June 24, 2012
‘Girl Thing’ Science Campaign Video Deemed Patronizing, Insulting
A video launched last week by the European Commission as part of a campaign to encouraging young women to explore careers in scientific research fields was made inaccessible to the public after being roundly criticized in the media as patronizing, offensive, and insulting.
The "Science: it's a girl thing!" campaign, officially announced by the Commission in a June 21 press release, revealed that an extra one million research workers were needed to meet their goal of increasing research and development spending to 3% of the European Union's gross domestic product by 2020.
According to a blog posted by Mark Peplow of Nature News, the first phase of the campaign, which launched Thursday in Brussels, included a website and a Facebook page featuring profiles of young female scientists, information about competitions and events, and a teaser video.
That teaser video, which focused on "a trio of women sashaying around and striking catwalk poses, choppily cut with those reassuring staples of science -- you know, safety glasses, lab coats, glassware “¦ erm, sunglasses, high heels, lipstick," wound up drawing "scathing criticisms" against it throughout the World Wide Web, Peplow wrote. He then cited commentary from Wired, New Statesman and even Twitter as evidence of some of the backlash against the video.
Likewise, Telegraph Science Correspondent Nick Collins said that the video's "pink background, lipstick-style logo and techno music soundtrack appeared to have missed the mark with viewers who branded it as 'offensive' and 'insulting' “¦ Web users viewing the minute-long video online were so shocked by its content that an EC spokesman was forced to deny it was a joke, insisting that the commission 'doesn't really do irony'."

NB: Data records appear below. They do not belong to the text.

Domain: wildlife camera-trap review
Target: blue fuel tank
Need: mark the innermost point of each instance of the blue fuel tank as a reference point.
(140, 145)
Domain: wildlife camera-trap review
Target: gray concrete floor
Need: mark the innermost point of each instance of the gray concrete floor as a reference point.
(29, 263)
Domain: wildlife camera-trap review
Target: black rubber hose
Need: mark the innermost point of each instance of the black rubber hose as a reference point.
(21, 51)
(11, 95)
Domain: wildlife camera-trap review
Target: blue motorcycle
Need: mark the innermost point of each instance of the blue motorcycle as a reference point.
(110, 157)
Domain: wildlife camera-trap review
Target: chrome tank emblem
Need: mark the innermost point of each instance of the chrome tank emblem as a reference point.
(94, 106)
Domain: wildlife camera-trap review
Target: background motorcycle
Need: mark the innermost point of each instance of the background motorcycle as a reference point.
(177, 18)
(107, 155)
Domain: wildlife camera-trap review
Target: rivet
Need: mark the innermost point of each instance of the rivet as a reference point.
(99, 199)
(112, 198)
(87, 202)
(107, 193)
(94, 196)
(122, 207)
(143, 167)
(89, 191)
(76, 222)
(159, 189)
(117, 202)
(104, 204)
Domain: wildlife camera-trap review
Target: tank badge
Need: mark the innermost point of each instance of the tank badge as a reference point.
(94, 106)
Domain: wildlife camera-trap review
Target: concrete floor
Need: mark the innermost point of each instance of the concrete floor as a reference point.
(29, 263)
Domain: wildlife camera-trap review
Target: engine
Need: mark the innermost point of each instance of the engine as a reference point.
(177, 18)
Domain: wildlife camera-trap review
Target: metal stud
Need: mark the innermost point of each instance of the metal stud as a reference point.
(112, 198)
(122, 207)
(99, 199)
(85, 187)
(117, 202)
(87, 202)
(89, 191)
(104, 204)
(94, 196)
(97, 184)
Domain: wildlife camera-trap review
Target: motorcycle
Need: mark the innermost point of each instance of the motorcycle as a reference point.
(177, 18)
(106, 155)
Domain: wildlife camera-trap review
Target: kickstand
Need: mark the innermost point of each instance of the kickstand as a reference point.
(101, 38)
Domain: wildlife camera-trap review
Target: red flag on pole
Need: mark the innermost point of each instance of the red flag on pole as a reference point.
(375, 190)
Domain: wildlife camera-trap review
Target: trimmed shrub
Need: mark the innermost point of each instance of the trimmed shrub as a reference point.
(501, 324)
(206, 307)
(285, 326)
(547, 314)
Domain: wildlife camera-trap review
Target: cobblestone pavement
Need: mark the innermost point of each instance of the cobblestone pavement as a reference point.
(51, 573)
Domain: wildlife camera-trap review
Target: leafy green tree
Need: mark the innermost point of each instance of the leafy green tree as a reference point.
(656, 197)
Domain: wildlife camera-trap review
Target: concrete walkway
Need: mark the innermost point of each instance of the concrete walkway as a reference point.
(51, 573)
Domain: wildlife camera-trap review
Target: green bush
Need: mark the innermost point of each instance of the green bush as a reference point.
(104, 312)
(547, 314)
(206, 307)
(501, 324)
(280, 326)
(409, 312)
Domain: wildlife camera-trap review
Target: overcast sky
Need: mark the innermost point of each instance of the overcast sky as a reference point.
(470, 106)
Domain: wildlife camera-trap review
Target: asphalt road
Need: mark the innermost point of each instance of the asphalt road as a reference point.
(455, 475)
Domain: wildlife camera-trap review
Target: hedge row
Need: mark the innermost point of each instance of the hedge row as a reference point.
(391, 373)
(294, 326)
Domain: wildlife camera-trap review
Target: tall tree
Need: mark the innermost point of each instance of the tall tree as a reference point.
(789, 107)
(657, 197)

"While the campaign's other films had drawn praise for featuring interesting and intelligent women discussing their careers in scientific research, the video took a different approach featuring three models giggling and blowing kisses against a bright neon backdrop," Collins added, pointing out that as of his press time, 51 people had "liked" the video and nearly 1,800 had "disliked" it, saying that "it contained no scientific content whatsoever, save for a handful of images of beakers, test tubes and formulas interspersed with pictures of lipstick and nail varnish."
MSNBC.com's Alan Boyle reported that the original video had been taken down by the European Commission as of 5:45pm Eastern Time on Friday, and had been replaced by a different video on the campaign's website. Furthermore, in a Twitter update, Boyle said that the group's communication's department said, "OK, scientists, we've heard you and we want to keep hearing you. Help us build a list of #realwomeninscience: https://t.co/A2LX24ym."
"That shortened Web address points to a list of Twitter accounts for female scientists," he reported. "More than 100 women are on the list so far, and it's growing by the minute. Now, that's a good thing."
Despite what appears to have been an ill-advised teaser video, the "Science: it's a girl thing!" campaign is hoping to steer teenage girls into the fields of science and technology. According to the European Commission media advisor, both boys and girls have about the same interest in and aptitude for these fields at the age of 15, but in the years that follow, a "large number of girls drop out of science, engineering and technology to pursue other subjects."
That trend is what the campaign is hoping to reverse.
"Female graduates are severely under-represented in the areas of engineering, manufacturing and construction, with women making up just 25.5% of graduates in these fields. Women are also under-represented in the areas of science, mathematics and computing, where they constitute 40.2 % of all graduates," the Commission said. "Furthermore, EU-wide, women make up only about 32% of career researchers. Most countries acknowledge that this is a problem, not only now but for the future of research. With businesses in many countries already reporting shortages of skilled workers, Europe cannot afford to waste any of its young talent."